I've been AWOL from the desk of the kangaroo as the semester hits light speed. We had a big meeting Monday morning for a committee working on an NEH grant. I'm thankful to be working with a great group of folks and I'm thankful that this one isn't my baby. It's huge! Half of my students are in the midst of turning in research papers (due by midnight tonight), and the other half (the comp students) will be turning in their final papers in another week or so. I'm using Thanksgiving to gird my loins for the onslaught of comma splices and fragments, but also to build up some energy to celebrate the great papers as well.
While I've been swamped with grant-writing, quiz-grading, and paper-collecting, some good news has arrived from the poetry world.
|Mossy rock near Heber Spring, AR (my photo)|
1. I received a grant from the Sally A. Williams Artist Fund at the Arkansas Arts Council to help defray costs for AWP. It won't cover the whole amount, but it will help out in a major way, as I have no funding from PTC this year. I met Sally when I was awarded an Individual Artist Fellowship in 2007, and I know the Arts Council lost a true gift when Sally passed away a few years ago. Her family and friends used part of her estate to create this wonderful opportunity, and I'm more than thankful to have qualified this year.
2. Six weeks ago or so, Jeremy Schraffenberger, one of the editors of North American Review emailed me about some poems of mine he'd read in another publication. He inquired about my sending on anything new I might be working on. Through this exchange, two exciting things happened. First, NAR accepted "Having Been Outside the Body," the first of my sickly speaker poems to find a home. And second, in our email exchange, I let Jeremy know that I was from Waterloo, IA, the twin city of Cedar Falls, IA, where NAR is housed at the University of Northern Iowa. In the end, the gracious folks at UNI invited me to do a reading on campus in March, and I am thrilled to do so.
As most of you may know NAR is AWESOME, but it is also the oldest literary magazine in the US, founded in Boston in 1815. Wow. I just lost my mind for a minute there. I was totally oblivious to this great treasure while I grew up within a stone's throw of its home. When I learned about it years later, you can bet I was kicking myself.
All of this proves that getting the work out there (and doing the hard work of drafting & revision first) matters. That there are other people out there reading the work and that magical connections can happen this way. I have no fancy connections to the movers and shakers of the po-biz world, and in this case, it didn't matter. The work mattered. Yay for poetry and yay for poets & editors!
3. This week, George David Clark, who has taken over as Poetry Editor at 32 Poems, as John Poch passes the torch, accepted "The Ashes of My Familiar," the second of the sickly speaker poems. This is super exciting since these poems are a departure from my old familiar Midwest poems and super exciting because I love 32 Poems with a mad passion.
In the way of explaining po-biz for any emerging writers out there, I first worked with GDC when we was a grad student and poetry editor of Meridian, another favorite journal of mine, and he accepted a poem of mine. GDC and I have crossed paths since then at AWP and we've kept track of each other and our work.
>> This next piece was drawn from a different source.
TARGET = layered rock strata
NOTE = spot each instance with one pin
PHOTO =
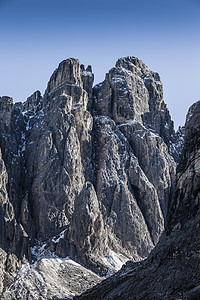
(172, 269)
(90, 165)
4. Finally, yesterday, Susan Slaviero, who is doing amazing things at blossombones, an online journal that features work about the female experience (although not limited to female writers as far as I understand), took "The Contents of Our Tales," the opening poem in my series of Midwest fairy tales. Again, I'm thrilled by this. In part I'm thrilled because the fairy tales have not soared out into the world in the way I imagined they might. Several people mentioned there being a kind of blacklist against fairy tale poems and I guess I've seen some of that, or maybe, not all of the poems are as strong as they need to be. I'll be checking to see if more revision is in order before sending them on their way again.
**I am not naming these editors for the sake of name-dropping. Let's face it, this is the poetry world. Nobody outside our circles knows or cares who these people are. I'm naming names because the whole thing seemed such a mystery to me when I started submitting work and I had to forge my own way through this mystery. I want this blog to offer a bit of light for those beginning writers who still feel in the dark about how it all works. Also, I'm naming these people because editors are often left out of the "let's celebrate this publication of mine" moment and without them, without their reading and reading and reading through the piles of submissions, the publication wouldn't happen at all!
***Keeping it real, I also recorded several rejections over the last few weeks, just to keep the old ego in check!